1. Para um tubo de Eppendorf contendo 80 ug de ADN, adicionar 8 U de nuclease P1, 0,01 U de fosfodiesterase II, 20 nmol de EHNA em 20 ul de acetato de sódio 300 mM (pH 5,6) e 10 mM de cloreto de zinco. Incubar a mistura a 37 ° C durante 48 horas.
2. De seguida, adicionar uma mistura de 8 U de fosfatase alcalina, 0,02 U de phosphodiesterase I, em 40 ul de 0,5 M de tampão Tris-HCl (pH 8,9) para a digestão mistura. A amostra é incubada a 37 ° C durante 2 horas.
3. A mistura é neutralizada pela adição de 10% de ácido fórmico.
4. Transferir a amostra para um Ultra-0.5 Amicon dispositivo centrífugo de filtro (corte de 3 kDa), adiciona-se 200 ul de H ₂ O. tridistilled Coloque a Ultra-filtro para o rotor de centrífuga a 14.000 xg durante 15 min. Em seguida, separar o dispositivo Ultra filtro do tubo de microcentrífuga. Liofilizar a solução de enzima livre no tubo de microcentrífuga.

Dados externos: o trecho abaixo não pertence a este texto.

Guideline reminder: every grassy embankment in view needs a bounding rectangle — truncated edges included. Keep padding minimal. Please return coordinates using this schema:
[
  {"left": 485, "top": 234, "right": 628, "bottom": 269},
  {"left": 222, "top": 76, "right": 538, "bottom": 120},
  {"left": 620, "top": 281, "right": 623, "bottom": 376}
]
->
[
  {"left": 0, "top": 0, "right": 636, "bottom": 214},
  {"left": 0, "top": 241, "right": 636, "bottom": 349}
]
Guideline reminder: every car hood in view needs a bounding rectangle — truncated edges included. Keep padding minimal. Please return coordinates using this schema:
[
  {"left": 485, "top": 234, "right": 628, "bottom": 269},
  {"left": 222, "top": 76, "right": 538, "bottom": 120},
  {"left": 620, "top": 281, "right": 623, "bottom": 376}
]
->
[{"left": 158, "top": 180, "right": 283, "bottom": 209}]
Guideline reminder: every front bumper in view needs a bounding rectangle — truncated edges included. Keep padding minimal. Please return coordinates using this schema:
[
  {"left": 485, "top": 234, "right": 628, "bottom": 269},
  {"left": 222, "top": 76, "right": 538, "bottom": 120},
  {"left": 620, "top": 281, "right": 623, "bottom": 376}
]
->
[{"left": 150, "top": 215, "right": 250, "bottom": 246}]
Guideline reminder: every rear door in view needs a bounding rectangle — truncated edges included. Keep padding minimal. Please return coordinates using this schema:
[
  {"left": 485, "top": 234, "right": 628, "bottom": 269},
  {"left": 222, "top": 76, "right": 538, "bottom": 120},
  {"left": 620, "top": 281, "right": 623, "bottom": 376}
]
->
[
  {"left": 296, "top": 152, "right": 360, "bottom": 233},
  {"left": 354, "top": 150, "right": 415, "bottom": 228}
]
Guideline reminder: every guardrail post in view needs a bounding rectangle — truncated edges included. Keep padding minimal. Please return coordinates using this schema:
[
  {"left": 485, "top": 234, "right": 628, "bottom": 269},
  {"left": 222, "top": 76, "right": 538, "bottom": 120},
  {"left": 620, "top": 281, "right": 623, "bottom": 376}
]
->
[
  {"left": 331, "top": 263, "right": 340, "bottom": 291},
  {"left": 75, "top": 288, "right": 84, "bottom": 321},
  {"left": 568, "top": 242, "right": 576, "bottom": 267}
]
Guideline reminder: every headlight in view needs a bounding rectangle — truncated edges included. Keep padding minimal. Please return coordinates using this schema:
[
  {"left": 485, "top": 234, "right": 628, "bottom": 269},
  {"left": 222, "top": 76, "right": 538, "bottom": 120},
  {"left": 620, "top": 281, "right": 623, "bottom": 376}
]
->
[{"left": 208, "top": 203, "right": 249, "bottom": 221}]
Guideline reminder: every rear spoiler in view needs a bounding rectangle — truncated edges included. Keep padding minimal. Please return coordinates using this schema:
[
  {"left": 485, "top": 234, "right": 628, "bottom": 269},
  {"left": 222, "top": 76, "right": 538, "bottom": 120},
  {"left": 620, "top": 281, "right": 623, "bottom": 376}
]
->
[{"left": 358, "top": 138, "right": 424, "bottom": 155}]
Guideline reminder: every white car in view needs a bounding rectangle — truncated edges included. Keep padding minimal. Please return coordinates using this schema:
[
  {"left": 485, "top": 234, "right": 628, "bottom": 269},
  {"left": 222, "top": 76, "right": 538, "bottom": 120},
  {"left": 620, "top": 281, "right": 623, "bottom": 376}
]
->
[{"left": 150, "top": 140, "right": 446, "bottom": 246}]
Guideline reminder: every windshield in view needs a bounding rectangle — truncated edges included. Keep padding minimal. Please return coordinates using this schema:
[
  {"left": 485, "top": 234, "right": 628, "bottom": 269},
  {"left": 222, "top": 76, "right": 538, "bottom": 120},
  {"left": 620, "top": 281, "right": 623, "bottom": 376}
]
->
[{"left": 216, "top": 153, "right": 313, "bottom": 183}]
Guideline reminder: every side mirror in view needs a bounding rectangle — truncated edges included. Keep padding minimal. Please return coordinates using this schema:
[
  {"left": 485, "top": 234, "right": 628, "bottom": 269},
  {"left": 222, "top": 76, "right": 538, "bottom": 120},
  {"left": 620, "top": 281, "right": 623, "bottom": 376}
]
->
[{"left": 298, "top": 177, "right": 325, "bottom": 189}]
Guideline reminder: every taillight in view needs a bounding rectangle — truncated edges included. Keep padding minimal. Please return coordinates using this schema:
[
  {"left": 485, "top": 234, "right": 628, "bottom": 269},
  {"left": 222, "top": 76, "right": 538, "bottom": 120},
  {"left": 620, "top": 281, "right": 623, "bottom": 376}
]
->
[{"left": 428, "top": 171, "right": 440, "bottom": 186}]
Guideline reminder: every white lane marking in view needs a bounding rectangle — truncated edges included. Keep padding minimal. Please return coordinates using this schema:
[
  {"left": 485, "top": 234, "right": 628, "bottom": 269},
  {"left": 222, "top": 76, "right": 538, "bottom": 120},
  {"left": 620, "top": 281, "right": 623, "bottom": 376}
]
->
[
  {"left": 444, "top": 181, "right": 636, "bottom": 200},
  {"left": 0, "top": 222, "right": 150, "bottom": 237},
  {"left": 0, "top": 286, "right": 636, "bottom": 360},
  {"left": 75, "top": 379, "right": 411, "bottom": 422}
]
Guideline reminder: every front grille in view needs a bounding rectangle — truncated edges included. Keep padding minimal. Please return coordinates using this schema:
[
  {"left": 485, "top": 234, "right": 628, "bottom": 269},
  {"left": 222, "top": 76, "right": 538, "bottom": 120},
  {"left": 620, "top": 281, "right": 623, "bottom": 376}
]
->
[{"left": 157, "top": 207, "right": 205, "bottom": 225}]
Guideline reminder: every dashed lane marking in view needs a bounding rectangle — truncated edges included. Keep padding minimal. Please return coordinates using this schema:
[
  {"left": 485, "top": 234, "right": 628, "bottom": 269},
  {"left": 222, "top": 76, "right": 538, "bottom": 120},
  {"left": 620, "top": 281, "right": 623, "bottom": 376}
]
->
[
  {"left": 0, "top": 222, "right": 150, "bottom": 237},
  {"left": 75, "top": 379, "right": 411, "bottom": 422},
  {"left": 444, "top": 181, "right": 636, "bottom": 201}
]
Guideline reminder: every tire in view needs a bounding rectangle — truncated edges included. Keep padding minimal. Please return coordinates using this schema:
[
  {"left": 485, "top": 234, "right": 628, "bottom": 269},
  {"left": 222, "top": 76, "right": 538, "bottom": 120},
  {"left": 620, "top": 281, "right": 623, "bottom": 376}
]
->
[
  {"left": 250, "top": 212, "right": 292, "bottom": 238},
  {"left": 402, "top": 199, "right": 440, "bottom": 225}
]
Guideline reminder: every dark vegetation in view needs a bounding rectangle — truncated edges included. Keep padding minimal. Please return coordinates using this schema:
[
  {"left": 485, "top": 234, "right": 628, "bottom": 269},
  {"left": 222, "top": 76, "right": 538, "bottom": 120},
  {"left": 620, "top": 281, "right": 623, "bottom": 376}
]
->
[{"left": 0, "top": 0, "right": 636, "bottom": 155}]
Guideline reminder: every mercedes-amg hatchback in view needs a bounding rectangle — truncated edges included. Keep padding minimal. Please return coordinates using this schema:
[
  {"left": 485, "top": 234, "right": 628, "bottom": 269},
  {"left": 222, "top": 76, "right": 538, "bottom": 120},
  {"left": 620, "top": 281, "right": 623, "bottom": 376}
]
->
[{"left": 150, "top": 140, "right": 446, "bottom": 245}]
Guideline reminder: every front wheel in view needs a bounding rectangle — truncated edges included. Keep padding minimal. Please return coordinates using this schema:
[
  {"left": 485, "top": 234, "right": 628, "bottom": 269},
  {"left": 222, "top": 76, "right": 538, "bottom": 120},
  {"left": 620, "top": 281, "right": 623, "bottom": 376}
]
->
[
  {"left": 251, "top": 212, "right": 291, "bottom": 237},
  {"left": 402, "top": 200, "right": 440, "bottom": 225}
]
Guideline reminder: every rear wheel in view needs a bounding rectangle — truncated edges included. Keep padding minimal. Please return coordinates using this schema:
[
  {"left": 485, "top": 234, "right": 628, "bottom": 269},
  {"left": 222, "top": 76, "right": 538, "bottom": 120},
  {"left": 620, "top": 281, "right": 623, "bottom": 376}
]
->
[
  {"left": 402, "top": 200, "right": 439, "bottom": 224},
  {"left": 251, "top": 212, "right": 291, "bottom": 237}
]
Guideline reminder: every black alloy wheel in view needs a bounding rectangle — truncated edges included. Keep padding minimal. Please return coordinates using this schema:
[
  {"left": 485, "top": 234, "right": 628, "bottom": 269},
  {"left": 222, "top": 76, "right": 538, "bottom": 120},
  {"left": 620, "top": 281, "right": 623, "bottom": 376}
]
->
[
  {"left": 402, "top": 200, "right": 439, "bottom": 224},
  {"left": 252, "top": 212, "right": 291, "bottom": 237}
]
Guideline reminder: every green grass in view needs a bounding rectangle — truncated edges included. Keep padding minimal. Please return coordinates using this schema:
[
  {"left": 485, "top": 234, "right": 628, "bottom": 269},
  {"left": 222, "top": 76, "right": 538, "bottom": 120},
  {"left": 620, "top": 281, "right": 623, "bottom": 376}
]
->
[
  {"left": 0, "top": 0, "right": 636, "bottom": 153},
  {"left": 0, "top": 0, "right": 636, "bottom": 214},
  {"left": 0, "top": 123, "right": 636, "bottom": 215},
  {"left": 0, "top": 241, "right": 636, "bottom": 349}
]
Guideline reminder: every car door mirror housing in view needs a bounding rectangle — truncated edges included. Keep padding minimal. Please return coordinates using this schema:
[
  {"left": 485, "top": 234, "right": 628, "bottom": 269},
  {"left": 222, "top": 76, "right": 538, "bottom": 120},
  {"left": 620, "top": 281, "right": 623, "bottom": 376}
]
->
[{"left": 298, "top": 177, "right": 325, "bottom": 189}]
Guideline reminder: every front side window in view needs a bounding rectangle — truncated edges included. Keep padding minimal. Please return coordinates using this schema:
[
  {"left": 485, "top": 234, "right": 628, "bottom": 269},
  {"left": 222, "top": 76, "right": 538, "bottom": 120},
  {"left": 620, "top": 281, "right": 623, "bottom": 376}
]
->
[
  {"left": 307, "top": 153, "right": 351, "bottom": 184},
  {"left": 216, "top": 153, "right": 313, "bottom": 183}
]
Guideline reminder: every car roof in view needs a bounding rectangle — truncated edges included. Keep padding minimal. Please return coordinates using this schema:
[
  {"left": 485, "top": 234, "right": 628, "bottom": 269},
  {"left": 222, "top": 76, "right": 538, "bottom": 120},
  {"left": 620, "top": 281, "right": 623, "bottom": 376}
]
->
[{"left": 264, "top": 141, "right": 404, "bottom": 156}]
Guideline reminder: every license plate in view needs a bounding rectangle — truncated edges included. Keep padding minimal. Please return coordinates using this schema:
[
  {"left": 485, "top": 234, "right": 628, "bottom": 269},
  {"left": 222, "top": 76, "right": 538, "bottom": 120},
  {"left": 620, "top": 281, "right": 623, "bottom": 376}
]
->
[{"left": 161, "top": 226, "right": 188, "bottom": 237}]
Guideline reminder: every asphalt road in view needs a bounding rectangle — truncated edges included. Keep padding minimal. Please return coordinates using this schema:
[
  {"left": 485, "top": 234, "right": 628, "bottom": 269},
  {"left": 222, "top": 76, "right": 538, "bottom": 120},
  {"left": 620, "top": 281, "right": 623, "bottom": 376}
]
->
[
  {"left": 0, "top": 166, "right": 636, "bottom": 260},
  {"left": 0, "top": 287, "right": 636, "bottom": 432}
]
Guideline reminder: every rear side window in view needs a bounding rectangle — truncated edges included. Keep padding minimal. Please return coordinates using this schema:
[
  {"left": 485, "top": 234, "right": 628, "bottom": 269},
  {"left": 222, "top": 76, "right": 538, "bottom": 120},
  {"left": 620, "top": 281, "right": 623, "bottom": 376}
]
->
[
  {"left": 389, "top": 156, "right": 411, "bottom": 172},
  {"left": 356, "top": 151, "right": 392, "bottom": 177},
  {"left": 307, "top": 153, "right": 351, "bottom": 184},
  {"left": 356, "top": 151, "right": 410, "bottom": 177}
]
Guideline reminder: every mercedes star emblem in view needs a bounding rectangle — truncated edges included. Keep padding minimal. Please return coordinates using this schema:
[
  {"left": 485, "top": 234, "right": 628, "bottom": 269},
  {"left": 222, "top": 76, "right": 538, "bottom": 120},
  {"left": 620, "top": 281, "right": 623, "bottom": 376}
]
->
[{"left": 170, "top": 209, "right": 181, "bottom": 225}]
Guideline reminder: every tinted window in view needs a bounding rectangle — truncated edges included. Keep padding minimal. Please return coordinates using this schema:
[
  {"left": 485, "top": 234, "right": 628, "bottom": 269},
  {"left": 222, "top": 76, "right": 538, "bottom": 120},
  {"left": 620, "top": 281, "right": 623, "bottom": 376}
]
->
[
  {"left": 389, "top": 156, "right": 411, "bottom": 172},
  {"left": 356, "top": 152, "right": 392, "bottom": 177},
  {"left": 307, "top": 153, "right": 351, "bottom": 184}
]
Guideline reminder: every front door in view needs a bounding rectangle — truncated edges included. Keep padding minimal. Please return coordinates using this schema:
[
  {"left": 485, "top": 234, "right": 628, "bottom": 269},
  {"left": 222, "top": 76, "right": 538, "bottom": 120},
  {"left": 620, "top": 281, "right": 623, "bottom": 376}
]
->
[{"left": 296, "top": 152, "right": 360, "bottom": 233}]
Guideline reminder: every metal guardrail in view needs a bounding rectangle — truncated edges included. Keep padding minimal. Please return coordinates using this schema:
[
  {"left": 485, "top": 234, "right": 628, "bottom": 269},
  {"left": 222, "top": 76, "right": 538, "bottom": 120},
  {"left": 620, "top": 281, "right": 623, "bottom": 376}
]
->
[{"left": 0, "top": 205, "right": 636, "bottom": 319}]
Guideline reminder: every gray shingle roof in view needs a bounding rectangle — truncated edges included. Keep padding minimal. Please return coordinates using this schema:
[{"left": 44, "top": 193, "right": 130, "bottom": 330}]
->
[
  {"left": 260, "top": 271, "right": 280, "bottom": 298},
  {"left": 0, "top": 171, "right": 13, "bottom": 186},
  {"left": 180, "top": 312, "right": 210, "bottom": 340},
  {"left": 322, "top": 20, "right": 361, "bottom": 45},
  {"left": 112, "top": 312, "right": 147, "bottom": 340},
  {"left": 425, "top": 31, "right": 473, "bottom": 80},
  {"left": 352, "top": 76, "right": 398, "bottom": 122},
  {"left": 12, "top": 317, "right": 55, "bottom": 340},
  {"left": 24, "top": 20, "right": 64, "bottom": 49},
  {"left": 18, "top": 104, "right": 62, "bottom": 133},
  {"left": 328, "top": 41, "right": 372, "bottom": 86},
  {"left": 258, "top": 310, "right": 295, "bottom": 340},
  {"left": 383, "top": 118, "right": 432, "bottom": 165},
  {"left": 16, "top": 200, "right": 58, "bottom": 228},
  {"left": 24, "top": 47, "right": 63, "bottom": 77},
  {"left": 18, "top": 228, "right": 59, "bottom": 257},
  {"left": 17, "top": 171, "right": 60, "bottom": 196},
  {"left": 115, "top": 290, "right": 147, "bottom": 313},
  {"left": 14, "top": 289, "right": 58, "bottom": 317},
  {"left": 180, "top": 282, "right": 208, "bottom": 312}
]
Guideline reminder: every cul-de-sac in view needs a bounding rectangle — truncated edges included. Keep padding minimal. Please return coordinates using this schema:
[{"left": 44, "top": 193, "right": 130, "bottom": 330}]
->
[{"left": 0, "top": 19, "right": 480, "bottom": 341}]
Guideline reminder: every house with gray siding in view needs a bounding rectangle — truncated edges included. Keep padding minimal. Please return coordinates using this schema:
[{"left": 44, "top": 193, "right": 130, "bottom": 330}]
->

10. Dessalinização DNA da amostra antes da análise

1. Executar alto desempenho de análise de cromatografia líquida (CLAE-UV) com coluna analítica (ver secção instrumentação), seguindo as condições conhecidas. ⁶
2. Dissolve-se o DNA digerido liofilizado em 20 ul de _H2O e injectar no HPLC-UV.
3. Coletar a amostra em um frasco após a eluição de sal (primeiros minutos) e à direita antes do tim eluiçãoe do nucleósido primeiro (5'R-cdGuo), até ao final do programa cromatográfica.
4. A amostra é liofilizada e ressolubilizado em 20 ul de água.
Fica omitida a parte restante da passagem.